Ankara İl İstişare ve Üye Bilgilendirme Toplantısı, EKSEN Eğitimci Kamu Çalışanları Sendikası Genel Başkanı Aytekin Güçlü, EKSEN Sağlık Bir Sen Genel Başkanı Arif Yaşar ve Genel Başkan Yardımcıları Abdurahman Erul, Yaşar Aşkın, Elif Tuna Ankara İl Temsilcimiz Yavuz Tüysüz, İşyeri temsilcilerimiz, Üyelerimiz ve davetlilerin katılımları ile gerçekleştirildi.
Programda konuşma yapan EKSEN Sağlık Bir Sen Genel Başkanı Arif Yaşar;
“Örgütler insanların çeşitli nitelikteki ihtiyaçlarını temin ederler. Bundan dolayı insanlar var oldukça etrafları örgütlerle çevrilmeye devam edecektir. Örgütlerin hayat bulmasındaki en genel şartların başında karşılıklı yardımlaşma ve güç birliği yapma isteği gelmektedir. İnsanlar tek başlarına gerçekleştiremedikleri işlerini, özlemlerini ve ideallerini diğer insanlarla güç birliğine giderek gerçekleştirirler. Biz örgütleri siyasi ve sivil olarak iki ana başlıkta ele alacak olursak bu unsurları bir birinden ayıran çizgilerin varlığından söz etmek mümkün olacaktır.

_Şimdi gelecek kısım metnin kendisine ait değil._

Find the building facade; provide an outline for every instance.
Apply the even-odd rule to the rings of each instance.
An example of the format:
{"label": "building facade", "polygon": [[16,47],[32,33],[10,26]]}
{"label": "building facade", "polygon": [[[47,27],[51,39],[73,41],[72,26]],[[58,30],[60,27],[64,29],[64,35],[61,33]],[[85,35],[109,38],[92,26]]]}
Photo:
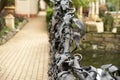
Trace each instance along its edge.
{"label": "building facade", "polygon": [[38,0],[15,0],[15,13],[33,17],[38,14]]}

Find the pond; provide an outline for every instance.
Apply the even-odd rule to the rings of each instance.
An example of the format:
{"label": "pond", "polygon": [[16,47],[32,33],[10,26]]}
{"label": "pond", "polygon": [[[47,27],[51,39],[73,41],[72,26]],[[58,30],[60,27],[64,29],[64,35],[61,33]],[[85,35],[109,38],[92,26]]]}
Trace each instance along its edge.
{"label": "pond", "polygon": [[83,56],[81,61],[82,66],[95,66],[96,68],[101,67],[104,64],[113,64],[120,69],[120,52],[105,52],[99,50],[80,51]]}

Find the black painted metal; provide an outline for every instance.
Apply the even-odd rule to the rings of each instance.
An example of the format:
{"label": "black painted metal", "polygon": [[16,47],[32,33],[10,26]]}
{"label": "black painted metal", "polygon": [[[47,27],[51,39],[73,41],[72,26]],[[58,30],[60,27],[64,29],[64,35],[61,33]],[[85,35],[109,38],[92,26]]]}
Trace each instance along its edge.
{"label": "black painted metal", "polygon": [[[80,65],[82,55],[73,52],[80,49],[80,39],[85,39],[84,25],[75,18],[75,8],[72,8],[71,0],[51,0],[51,2],[55,3],[55,6],[50,23],[49,80],[115,80],[106,69]],[[78,32],[73,31],[72,24],[76,25]],[[76,47],[71,49],[73,43]],[[117,67],[112,69],[118,71]],[[101,70],[102,73],[97,70]]]}

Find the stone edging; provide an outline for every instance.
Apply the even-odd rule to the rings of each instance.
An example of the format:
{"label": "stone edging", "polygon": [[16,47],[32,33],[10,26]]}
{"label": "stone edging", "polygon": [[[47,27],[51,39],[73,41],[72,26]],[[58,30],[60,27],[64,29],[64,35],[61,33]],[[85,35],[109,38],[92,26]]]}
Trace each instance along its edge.
{"label": "stone edging", "polygon": [[17,32],[19,32],[20,29],[23,28],[23,26],[28,22],[28,20],[23,20],[22,23],[19,23],[18,28],[16,30],[12,30],[9,32],[6,36],[3,36],[0,38],[0,45],[6,43],[8,40],[10,40]]}

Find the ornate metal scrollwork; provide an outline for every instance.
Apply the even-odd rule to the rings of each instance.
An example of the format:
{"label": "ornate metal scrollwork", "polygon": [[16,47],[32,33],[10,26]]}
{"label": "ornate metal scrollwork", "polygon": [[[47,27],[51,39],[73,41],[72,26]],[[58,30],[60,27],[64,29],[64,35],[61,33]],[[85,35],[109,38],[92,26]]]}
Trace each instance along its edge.
{"label": "ornate metal scrollwork", "polygon": [[[71,7],[71,0],[51,1],[55,6],[49,29],[51,43],[49,80],[115,80],[105,69],[100,68],[99,73],[93,66],[80,65],[82,55],[72,53],[80,49],[80,39],[85,39],[84,24],[75,18],[75,8]],[[72,24],[76,25],[79,32],[73,31]],[[75,49],[71,49],[73,42],[76,45]]]}

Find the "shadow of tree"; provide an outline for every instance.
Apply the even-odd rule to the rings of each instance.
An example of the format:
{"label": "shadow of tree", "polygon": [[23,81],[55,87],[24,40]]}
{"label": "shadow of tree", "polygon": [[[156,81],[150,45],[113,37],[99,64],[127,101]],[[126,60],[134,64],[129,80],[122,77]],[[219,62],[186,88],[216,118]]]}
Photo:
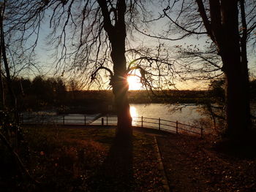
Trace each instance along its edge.
{"label": "shadow of tree", "polygon": [[91,179],[90,191],[132,191],[132,139],[116,137],[105,161]]}

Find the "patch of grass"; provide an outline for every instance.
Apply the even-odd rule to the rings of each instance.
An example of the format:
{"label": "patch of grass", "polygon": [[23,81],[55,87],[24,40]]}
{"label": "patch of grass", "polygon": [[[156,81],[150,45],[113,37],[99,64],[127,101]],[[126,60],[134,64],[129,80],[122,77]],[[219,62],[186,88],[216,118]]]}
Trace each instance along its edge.
{"label": "patch of grass", "polygon": [[115,142],[115,127],[23,130],[30,151],[26,166],[41,184],[10,180],[10,191],[163,191],[153,136],[134,131],[127,148]]}

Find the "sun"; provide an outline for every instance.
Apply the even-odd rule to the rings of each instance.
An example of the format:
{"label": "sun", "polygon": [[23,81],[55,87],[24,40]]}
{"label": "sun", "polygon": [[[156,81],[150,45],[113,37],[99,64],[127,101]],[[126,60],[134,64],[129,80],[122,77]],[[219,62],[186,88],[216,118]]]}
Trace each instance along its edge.
{"label": "sun", "polygon": [[129,90],[140,90],[142,88],[142,84],[140,78],[137,76],[129,75],[127,77]]}

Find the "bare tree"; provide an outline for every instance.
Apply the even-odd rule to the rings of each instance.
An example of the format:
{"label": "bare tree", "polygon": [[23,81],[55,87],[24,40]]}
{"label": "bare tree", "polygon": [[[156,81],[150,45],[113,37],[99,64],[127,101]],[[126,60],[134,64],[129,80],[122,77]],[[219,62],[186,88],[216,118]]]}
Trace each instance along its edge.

Bizim sendikacılığa başlama nedenlerimizden biri Allah Resulünün “İnsanların en hayırlısı insanlara hizmet edendir “ hadisi şerifleri, bir diğeri ise Hz. Ali (Ra) nin “Haksızlık karşısında eyilmeyiniz. Zira hakkınızla birlikte şerefinizide kaybedersiniz” söylemidir.
Biz sendikal harekete öyle hemen bir gün hafta veya bir ayda karar vermedik. İçerisinde yeraldığımız unsurların bizi ne kadar temsil ettiği sorularıyla boğuştuk bir müddet ve sonra ortaya çıkan sonuçları tek tek derleyerek 1 yıldan fazla süren bir değerlendirme istişare ve altyapı çalışması yürüttük.
Kısaca söz etmek gerekirse EKSEN SAĞLIK BİR SEN 03 Hizmet kolunda kurulan 30. Sendikadır. Geriye kalan ve bizden sonra kurulan sendikaları inceleyecek olursanız temelde yatan sınıflı toplum ve sınıflı mücadele gibi ithal söylemlere dayalı çıkış noktaları olduğu sonucuna varacaksınızdır.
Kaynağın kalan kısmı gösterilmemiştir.